Date: 1 December 2013
This patient is a 70 yr old, obese diabetic with aortic stenosis and COPD. He was admitted in early March 09, with collapse and loss of conciousness. His lungs appeared normal at this time – CT and X-ray 1. 10 days later he was admitted with increasing shortness of breath and chest X ray (F) showing widespread patchy consolidation. CT scan (B) showed bronchial dilatation, mucus plugging, nodular and bibasal consolidation. Multiple sputum samples grew Aspergillus fumigatus.
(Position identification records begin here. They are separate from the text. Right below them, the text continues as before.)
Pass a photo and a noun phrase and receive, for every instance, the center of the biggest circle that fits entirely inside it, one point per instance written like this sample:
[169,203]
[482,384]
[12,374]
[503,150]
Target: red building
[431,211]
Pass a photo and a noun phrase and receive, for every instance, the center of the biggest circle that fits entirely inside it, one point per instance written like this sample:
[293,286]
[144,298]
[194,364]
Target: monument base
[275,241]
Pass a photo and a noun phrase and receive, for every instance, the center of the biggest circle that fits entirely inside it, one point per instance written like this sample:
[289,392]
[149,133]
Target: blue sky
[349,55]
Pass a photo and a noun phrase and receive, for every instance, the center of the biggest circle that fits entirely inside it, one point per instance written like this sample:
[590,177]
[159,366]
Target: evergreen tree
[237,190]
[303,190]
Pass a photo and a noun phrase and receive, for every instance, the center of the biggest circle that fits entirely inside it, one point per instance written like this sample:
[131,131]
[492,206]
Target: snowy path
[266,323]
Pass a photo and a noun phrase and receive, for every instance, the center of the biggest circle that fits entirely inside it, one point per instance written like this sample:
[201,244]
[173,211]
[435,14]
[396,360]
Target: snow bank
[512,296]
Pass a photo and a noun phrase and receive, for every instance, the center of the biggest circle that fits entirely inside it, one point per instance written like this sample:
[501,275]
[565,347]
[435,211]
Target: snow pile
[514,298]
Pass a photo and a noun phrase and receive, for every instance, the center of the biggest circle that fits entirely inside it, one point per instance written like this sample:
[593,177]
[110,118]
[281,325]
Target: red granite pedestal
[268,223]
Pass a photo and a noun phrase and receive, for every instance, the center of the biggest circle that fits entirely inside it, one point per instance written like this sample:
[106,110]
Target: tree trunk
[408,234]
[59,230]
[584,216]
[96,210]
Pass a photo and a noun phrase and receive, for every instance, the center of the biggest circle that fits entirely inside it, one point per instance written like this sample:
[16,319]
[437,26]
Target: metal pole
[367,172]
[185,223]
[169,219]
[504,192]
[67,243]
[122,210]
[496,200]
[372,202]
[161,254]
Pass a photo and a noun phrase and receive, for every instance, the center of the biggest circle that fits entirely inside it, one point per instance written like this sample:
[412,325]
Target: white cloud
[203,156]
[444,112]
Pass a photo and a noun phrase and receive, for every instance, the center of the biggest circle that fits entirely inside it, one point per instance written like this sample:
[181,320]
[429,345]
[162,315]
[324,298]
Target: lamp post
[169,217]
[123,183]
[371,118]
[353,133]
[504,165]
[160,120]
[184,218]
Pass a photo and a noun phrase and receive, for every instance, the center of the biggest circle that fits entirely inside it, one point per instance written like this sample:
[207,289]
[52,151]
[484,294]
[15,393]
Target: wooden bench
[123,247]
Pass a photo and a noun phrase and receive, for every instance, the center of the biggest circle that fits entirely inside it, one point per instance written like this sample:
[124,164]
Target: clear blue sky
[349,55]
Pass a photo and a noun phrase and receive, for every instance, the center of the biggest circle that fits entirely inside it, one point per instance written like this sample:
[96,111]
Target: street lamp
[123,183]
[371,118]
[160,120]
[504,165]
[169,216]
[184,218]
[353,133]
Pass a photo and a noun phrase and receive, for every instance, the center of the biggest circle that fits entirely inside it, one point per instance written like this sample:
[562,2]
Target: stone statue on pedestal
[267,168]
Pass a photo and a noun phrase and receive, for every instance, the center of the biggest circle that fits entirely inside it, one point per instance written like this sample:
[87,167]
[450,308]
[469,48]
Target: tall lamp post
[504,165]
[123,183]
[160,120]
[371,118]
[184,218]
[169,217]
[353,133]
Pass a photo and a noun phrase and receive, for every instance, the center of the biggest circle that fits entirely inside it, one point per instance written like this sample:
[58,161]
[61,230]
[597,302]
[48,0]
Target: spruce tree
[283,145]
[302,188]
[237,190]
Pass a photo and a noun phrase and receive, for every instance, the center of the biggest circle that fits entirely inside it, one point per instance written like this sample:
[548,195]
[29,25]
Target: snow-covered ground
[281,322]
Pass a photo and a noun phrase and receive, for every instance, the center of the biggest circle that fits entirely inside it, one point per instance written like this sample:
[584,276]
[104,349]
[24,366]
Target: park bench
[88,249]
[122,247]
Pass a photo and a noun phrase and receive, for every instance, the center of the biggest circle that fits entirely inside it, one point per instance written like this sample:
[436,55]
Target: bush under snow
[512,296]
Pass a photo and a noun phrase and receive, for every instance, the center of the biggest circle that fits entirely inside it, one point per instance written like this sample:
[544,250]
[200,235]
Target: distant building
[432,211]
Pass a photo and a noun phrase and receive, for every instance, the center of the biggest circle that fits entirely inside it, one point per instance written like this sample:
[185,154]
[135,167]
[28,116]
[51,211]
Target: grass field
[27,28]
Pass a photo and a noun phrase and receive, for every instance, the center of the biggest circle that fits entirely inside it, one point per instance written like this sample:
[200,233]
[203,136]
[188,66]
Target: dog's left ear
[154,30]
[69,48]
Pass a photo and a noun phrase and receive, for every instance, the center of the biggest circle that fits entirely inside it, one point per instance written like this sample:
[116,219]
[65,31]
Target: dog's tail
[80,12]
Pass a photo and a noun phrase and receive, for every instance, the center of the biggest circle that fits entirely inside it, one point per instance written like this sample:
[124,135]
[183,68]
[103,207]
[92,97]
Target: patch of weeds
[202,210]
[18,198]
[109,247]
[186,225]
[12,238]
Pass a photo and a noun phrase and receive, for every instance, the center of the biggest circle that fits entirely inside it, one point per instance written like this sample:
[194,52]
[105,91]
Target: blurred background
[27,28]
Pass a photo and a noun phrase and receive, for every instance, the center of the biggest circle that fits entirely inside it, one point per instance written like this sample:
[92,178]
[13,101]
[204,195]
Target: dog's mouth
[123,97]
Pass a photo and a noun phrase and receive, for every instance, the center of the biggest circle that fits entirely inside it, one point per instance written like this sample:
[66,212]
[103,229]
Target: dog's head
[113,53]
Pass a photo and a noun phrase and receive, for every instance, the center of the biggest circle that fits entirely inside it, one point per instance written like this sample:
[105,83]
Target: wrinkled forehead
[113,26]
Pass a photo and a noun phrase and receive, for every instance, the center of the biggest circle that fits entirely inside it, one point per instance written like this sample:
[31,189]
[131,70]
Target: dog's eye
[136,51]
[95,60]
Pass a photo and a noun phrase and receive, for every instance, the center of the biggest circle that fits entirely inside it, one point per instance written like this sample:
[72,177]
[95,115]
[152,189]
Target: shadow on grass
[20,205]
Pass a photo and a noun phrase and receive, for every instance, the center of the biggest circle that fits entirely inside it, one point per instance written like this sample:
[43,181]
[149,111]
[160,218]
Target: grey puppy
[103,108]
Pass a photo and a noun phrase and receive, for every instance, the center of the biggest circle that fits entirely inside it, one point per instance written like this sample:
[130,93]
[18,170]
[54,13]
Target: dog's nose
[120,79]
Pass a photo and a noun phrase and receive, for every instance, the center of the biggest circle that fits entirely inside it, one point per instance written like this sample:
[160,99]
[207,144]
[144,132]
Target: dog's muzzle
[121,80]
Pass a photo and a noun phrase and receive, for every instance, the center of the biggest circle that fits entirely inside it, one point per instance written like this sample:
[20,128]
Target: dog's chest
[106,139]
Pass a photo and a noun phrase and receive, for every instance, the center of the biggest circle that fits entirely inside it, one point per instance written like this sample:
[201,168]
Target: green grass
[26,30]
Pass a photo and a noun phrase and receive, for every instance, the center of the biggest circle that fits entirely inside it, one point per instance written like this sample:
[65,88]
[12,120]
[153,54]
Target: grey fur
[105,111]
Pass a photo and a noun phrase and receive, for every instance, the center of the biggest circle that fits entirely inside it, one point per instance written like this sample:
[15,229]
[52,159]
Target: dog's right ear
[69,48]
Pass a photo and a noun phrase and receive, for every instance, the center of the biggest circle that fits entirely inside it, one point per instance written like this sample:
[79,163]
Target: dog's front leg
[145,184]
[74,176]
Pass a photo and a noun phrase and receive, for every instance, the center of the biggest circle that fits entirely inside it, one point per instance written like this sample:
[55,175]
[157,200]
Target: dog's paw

The patient required intubation and remained in ITU for 160 days.
Bronchoscopy showed plaques in the major airways with more distal airways plugged with secretions resembling “cottage cheese”.There was severe contact bleeding and oedematous mucosa (I & J). Biopsy of the plaques showed fungal hyphae with a branching pattern consistent with aspergillus infection (G & H).
The patient was initially given IV and nebulised amphotericin B whilst on doses of hydrocortisone from 100-400 mg/day. Voriconazole was added with dose optimisation, and amphotericin discontinued. The patient improved gradually with voriconazole treatment over several months and for the latter month, gamma interferon was added into his regime which further improved his CT scan although some shadowing and bronchial wall thickening was still seen (D).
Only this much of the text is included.